- Six Types of Insurance You'll Need for Your Small Business
- What Happens if You, Your Partner, or A Shareholder Dies or Become Disabled? Now May Be A Good Time To Consider: "Insurance for Buy-Sell Agreements"!
Six Types of Insurance You'll Need for Your Small BusinessVery few things in life are riskier than starting your own business. With so much to think about, it can be reassuring to know that some aspects of your business are covered by insurance. Small business owners have to deal with many different insurance needs, ranging from health to property to liability.
- Property insurance. This is probably the most important type of insurance for protecting the financial wellbeing of your company. Property insurance should cover your assets, including money, inventory, equipment (including both office supplies and machinery) and even intangible property like the trademarks you own.

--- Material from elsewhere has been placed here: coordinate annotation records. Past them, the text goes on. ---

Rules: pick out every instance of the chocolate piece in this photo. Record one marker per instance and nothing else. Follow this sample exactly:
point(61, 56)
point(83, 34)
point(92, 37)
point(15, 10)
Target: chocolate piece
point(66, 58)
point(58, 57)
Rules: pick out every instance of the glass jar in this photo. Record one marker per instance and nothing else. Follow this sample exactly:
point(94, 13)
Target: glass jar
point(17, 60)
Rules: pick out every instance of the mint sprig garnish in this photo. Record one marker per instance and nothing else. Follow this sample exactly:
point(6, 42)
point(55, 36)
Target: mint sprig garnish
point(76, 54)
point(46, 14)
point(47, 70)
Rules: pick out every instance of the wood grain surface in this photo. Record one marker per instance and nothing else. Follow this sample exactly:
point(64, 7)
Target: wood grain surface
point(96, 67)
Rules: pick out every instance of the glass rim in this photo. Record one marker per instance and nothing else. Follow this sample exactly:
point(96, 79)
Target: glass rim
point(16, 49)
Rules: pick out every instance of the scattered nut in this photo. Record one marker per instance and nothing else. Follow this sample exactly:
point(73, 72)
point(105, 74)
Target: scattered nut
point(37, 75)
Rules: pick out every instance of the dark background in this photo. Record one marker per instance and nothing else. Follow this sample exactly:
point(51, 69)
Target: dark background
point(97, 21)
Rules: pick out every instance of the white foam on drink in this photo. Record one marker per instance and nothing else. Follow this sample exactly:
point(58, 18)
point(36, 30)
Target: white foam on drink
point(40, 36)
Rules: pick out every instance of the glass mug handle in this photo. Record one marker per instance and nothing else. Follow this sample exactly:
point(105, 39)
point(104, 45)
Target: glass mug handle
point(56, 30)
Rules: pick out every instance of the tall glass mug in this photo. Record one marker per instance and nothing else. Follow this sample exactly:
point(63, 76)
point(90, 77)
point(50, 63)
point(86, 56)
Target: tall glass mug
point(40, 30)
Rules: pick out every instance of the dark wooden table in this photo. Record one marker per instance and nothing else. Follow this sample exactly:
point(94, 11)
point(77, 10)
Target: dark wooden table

- Liability insurance. This type of insurance is also known as commercial general liability (or CGL). Liability insurance protects you in the event that you are sued. It covers four different events that your business could be held responsible for: bodily harm (to individuals other than your own employees, who are covered by worker’s compensation), slander / libel, damage to someone else’s property and making misleading public statements or false advertising.
- Auto insurance. If your company uses a company vehicle (and most businesses today do), you’ll need to have it insured. This will protect you in the event that your vehicle is damaged, stolen, or most importantly, involved in an accident in which your company is found to be at fault. If you use the same car for business and personal use, make sure that your insurance company knows this.
- Worker’s compensation insurance. This insurance is mandated by law. It protects your employees (and their dependents) by giving them financial and medical benefits in the event they are injured or killed on the job. It is not the same as health insurance.
- Health insurance. Employers are generally not required by law to provide their employees with health insurance, but many choose to do so because it’s a benefit their employees want. It’s up to the business owner to decide whether to get group coverage or individual coverage.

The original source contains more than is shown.